Therapeutic: vimseltinib for tenosynovial giant cell tumour

Published: 7-Nov-2024

Tenosynovial giant cell tumour (TGCT) is a rare, non-malignant tumour that results from a translocation in the colony stimulating factor 1 (CSF1) gene

This causes the overexpression of CSF1, leading to the recruitment of CSF1 receptor positive inflammatory cells into the lesion.

Dysregulation of this gene can cause TGCT inside or near to joints. Although benign, the tumours can grow and damage surrounding structures and tissues, leading to pain and swelling and limiting the movement of the joint.

It is commonly treated by surgery but the tumours tend to recur (particularly if diffuse). If surgery is not possible, treatment options are limited. A potential treatment, vimseltinib, has been developed by Deciphera, now part of Ono Pharmaceuticals.1

Therapeutic: vimseltinib for tenosynovial giant cell tumour

It is an oral switch control tyrosine kinase inhibitor that was designed to inhibit the CSF1 receptor (CSF1R).

In a first-in-human, open label Phase I/II study in 32 patients with TGCT who were not amenable to surgery or malignant solid tumours, the recommended Phase II dose was determined to be 30 mg twice a week (with no loading dose required).2

Most non-laboratory treatment-emergent adverse events had a severity of grade 1 or 2, with no evidence of cholestatic hepatotoxicity or drug-induced liver injury.

In TGCT patients, the median duration of treatment was 25 months with an objective response rate of 72%.

In a pivotal two-part randomised, double-blind, placebo-controlled Phase III study, 123 patients were recruited who had non-amenable-to-surgery TGCT and who had had no prior anti-CSF1 or anti-CSF1R therapy — although treatment with imatinib or nilotinib was permitted.3,4

In the first part of the trial, patients were randomised to receive either 30 mg of vimseltinib or a placebo twice a week for 24 weeks; in part two, those initially given the placebo had the option to receive vimseltinib, with all patients being able to receive the drug open label for the longer-term.

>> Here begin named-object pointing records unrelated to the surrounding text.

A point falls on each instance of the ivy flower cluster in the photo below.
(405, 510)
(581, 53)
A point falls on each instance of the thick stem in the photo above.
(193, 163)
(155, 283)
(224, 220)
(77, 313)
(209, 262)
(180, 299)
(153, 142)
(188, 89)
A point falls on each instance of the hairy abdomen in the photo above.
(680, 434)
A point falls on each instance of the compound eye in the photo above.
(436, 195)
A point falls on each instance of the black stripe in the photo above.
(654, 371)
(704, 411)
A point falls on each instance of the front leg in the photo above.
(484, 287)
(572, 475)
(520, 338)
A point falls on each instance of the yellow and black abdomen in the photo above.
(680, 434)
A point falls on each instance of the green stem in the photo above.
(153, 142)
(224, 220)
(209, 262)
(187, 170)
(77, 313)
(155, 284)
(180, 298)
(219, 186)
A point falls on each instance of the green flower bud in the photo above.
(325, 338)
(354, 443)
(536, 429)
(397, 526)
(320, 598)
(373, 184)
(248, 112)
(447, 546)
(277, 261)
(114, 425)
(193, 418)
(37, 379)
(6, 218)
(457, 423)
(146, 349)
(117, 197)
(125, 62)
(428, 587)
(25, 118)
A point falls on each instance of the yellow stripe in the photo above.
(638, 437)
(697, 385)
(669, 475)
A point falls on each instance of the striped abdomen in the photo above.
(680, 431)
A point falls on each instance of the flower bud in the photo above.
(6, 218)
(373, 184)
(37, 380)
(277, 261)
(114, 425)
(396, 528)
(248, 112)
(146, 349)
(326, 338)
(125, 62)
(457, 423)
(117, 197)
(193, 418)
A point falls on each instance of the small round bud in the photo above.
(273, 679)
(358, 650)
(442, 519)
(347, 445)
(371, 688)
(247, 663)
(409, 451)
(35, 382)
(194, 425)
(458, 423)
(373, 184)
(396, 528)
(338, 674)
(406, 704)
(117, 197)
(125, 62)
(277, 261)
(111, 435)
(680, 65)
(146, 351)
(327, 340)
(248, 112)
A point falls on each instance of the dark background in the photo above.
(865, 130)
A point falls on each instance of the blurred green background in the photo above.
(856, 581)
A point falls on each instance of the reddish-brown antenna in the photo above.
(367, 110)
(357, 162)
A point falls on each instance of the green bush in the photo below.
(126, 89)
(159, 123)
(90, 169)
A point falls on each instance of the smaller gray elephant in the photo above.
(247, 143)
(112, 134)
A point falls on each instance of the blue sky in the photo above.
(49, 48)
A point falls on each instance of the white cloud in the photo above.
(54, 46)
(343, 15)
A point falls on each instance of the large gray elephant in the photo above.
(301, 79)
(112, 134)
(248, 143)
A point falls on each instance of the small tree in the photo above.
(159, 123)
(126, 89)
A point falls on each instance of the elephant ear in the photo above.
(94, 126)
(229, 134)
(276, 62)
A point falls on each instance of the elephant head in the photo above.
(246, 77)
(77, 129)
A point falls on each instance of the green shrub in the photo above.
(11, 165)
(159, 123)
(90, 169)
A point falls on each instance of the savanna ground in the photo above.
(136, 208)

The primary endpoint, a statistically significant and clinically meaningful objective response rate by blinded independent radiological review, was seen at week 25. The rate was 40% with vimseltinib and 0% with the placebo.

Improvements in various secondary endpoints were also seen, including range of motion, whereby there was an 18.4% improvement from baseline with the drug versus 3.8% with the placebo.

Its safety profile was deemed to be manageable, with most non-lab treatment-emergent adverse events being grade 1 or 2. The company has recently submitted the drug for both EMA and FDA approval to treat TGCT patients.

References

  1. T.M. Caldwell, et al., Bioorg. Med. Chem. Lett. 74, 128928 (2022).
  2. H. Gelderblom, et al., Clin. Cancer Res. 30, 3996 (2024).
  3. W.D. Tap, et al., J. Clin. Oncol. 42(Suppl. 16), Abstr. 11500 (2024).
  4. H. Gelderblom, et al., Lancet 403, 2709 (2024).